JP Non-Profit Praises the Governor for His New Budget Proposals.
BOSTON, January 23, 2014 –Governor Deval Patrick drew praise from elder advocates when he released his FY15 budget on January 22nd, lifting the enhanced home care and home care line items by an additional $16.48 million—an increase of 11%. This represents the largest investment the Patrick Administration has made in the Home Care Program that serves the elderly and disabled.
“The Governor saved his best home care budget for last,” said Dale Mitchell, executive director of Ethos, the Jamaica Plain non-profit that serves southwest Boston.
The Administration projects that this funding will ensure that there are no waiting lists in the enhanced home care and home care programs in FY 15. In the Enhanced Community Options Program (ECOP) 9110-1500, the funding increase will allow more than 5,000 elders to remain living at home. According to the Executive Office of Elder Affairs (EOEA), the average ECOP client remains living at home one year and nine months longer than they would have without this program.
In the basic home care program, 9110-1630, the Governor’s investment will allow care managers to authorize a higher level of services per month to the 31,000 elders enrolled in the program each month. Because the monthly service package average has not changed since 2009, the home care package has lost purchasing power. Before yesterday’s budget numbers, the basic home care services line item in 2014 had fallen -8% below 2008 levels.
The Governor also created a new one-time line item with $1.2 million for workforce training. These funds are for the “core training competencies and certification programs for care managers, as well as personal care/home care aides, and for protective services investigators.”
“The home care program is supporting a much more complex and acute consumer population,” Mitchell said. “This fund will help ensure that elders get the best support available to remain living in their homes.”
The Governor’s budget also adds 10 new supportive housing sites to the existing 31 sites now operating across the state. This program allows approximately 1,500 seniors in public housing to receive home care services more efficiently in their building.
Three items on advocates’ lists were not directly addressed in House 2, and are expected to be on the short list of items to seek from the General Court, while maintaining the Governor’s funding improvements:
• A $6.1 million homemaker salary reserve.
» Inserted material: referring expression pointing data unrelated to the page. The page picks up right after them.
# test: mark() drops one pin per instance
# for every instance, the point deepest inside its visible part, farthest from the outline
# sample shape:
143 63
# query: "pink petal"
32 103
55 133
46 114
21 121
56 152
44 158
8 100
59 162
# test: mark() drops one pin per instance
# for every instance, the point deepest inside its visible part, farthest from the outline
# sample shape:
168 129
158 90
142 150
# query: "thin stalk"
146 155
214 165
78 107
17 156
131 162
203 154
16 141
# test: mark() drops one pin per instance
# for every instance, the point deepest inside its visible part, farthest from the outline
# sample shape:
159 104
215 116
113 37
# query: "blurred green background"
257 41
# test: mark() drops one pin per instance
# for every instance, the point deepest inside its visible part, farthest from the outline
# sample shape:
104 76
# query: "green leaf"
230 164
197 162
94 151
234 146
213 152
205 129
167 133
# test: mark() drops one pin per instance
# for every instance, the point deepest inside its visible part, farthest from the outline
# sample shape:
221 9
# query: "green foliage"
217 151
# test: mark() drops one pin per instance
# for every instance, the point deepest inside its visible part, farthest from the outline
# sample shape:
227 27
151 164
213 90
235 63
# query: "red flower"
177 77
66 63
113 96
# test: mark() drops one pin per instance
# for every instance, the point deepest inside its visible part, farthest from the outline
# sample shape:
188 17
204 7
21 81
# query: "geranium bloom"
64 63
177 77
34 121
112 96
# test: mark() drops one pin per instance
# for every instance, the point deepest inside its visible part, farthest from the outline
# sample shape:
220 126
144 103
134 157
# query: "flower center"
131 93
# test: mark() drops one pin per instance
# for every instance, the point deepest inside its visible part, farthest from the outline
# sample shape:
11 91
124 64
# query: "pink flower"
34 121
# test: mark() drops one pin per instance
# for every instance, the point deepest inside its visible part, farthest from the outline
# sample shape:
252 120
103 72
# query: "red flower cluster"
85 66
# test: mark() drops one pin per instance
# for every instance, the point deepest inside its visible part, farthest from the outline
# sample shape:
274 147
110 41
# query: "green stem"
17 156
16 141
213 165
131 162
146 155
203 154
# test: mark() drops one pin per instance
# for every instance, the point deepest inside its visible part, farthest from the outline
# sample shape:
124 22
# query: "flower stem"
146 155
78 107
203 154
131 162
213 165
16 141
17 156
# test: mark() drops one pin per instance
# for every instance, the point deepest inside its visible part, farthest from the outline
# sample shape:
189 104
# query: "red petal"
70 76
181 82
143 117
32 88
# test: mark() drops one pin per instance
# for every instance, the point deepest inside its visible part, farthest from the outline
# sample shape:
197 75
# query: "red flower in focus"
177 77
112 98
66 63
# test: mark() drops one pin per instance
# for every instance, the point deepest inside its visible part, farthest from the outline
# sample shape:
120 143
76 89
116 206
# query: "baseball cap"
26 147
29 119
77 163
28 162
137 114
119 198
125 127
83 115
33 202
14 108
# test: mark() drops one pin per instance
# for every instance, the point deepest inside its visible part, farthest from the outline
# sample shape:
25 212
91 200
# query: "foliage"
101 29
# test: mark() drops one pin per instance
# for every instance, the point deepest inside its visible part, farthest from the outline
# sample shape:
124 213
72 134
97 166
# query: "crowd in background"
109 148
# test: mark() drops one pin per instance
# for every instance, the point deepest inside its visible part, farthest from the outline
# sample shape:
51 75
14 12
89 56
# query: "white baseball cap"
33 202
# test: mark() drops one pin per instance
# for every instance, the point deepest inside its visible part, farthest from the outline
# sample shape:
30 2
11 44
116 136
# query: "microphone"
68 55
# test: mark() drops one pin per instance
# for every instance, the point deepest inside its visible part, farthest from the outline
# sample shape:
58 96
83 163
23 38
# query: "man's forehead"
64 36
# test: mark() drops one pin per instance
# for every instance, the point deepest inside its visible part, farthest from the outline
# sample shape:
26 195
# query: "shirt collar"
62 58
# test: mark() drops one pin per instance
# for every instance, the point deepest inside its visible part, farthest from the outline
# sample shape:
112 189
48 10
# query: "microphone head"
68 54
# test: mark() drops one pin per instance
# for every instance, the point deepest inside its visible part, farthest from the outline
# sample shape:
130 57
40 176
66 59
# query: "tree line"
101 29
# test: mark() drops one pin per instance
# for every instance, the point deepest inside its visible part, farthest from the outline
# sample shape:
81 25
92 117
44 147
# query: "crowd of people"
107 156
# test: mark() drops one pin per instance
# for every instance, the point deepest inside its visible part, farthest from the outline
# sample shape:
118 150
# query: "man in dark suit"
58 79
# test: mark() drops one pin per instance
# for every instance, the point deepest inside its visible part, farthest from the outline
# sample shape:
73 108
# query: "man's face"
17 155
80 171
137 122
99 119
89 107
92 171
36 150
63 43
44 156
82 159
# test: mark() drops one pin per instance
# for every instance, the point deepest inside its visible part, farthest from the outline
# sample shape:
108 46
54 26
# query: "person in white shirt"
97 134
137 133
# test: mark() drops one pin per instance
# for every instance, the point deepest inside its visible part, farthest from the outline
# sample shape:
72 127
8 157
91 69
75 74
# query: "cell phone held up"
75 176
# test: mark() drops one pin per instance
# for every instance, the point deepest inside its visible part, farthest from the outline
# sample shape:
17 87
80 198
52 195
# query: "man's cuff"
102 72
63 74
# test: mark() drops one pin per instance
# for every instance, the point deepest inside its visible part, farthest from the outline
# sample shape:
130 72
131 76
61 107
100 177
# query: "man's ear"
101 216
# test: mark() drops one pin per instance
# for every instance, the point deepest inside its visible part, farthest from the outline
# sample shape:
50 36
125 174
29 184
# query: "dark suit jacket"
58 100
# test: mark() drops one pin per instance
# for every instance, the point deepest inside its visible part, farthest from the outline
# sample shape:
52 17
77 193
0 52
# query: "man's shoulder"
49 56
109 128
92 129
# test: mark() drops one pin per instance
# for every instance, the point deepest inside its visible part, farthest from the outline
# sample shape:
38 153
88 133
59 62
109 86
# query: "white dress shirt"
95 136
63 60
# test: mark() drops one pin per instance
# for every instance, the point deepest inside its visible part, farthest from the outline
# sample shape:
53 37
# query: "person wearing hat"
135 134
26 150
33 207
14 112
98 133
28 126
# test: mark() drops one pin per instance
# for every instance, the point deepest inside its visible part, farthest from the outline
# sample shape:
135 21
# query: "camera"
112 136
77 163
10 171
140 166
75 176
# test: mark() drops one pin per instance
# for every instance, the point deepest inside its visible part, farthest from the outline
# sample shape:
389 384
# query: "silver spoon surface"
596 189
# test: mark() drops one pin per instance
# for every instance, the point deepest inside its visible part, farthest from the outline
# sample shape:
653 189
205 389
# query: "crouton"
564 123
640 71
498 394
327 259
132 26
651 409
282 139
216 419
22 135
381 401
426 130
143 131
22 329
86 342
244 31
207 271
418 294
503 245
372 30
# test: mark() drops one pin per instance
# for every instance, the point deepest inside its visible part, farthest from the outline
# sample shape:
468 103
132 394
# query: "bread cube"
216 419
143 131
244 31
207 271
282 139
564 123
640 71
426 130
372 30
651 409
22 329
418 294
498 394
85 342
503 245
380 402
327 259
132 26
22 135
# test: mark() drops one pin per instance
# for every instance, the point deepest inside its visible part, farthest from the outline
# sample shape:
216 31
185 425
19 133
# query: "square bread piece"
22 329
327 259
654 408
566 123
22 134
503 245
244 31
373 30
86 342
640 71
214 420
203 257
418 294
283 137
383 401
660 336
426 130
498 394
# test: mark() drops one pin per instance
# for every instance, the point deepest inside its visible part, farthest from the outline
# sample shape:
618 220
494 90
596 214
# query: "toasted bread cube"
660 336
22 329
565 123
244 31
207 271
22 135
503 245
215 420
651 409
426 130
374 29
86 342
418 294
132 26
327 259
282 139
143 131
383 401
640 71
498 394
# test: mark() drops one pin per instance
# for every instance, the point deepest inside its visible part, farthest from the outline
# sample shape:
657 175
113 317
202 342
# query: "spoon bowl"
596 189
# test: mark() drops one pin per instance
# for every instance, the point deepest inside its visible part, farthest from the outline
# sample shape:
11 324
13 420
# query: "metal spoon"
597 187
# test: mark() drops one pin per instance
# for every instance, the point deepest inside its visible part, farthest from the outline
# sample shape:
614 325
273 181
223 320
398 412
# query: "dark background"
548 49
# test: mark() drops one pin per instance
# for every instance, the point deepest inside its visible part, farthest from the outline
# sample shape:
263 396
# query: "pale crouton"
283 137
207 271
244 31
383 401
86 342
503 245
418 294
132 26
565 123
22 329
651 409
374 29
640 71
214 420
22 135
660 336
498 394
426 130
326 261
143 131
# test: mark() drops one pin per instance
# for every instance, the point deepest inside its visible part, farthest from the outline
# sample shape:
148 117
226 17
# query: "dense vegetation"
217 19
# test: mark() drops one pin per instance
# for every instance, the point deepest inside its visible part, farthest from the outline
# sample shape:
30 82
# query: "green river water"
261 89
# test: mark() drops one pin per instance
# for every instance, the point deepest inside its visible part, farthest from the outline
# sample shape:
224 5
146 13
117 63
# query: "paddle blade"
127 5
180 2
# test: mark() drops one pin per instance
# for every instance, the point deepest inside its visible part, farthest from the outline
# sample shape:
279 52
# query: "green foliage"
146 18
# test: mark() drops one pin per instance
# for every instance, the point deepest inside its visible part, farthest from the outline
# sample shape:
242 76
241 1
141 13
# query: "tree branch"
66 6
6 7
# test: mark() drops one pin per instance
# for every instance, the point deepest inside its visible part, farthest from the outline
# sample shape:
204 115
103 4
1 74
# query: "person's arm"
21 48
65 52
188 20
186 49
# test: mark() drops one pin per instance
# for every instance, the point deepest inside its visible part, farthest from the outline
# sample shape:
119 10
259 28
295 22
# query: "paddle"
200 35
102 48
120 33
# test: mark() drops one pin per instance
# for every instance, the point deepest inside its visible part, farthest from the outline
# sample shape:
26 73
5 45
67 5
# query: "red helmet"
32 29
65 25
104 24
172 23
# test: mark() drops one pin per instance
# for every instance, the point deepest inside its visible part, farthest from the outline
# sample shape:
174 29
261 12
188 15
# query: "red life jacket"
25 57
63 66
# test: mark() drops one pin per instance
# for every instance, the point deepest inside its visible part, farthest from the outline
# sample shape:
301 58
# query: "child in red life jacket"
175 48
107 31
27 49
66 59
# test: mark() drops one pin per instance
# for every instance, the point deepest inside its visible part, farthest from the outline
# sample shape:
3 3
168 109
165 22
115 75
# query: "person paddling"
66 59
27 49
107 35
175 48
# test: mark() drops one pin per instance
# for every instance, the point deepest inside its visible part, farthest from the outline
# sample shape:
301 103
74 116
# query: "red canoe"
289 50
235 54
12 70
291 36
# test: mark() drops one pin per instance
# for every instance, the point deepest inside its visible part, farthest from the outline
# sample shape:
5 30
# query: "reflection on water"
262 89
• A $3.34 million increase in the care management/operations budget for the ASAPs.
• A $214,000 increase in funding for programs that support Naturally Occurring Retirement Communities (NORCs) such as Ethos’ AgeWell West Roxbury Program.
The Governor’s proposal to infuse new funding into home care comes on the heels of a recent demographic study from the University of Massachusetts’ Donahue Institute which concludes that the population aged 65 and over in Massachusetts will increase by over half a million (548,699), expanding from 14% of the state’s total population in 2010 to 21% by 2030.
In response to the Governor’s budget for FY 15, Dale Mitchell said, “Given the demographic pressures we are already facing in the Commonwealth, the Governor’s investment is certainly timely. And it’s a smart investment on the Governor’s part: because keeping elders at home and out of nursing facilities saves money immediately.”
Mitchell said that elders and individuals with disabilities have the civil right to avoid unjustifiable segregation in nursing facilities. “This is an important legacy the Governor leaves for elders. We desperately need a public policy emphasis on community-based care.”
A coalition of elder advocates, including Mass Home Care, the Mass Senior Action Council, the Mass. Association of Older Americans, Mass Councils on Aging, and the Jewish Community Relations Council of Boston wrote to the Administration earlier in January, urging a boost in funding for elder home care, which had fallen to below 2008 levels.
“I feel that the Governor heard our message,” Mitchell concluded, “and his decision will keep a lot of seniors living at home–where they want to be.”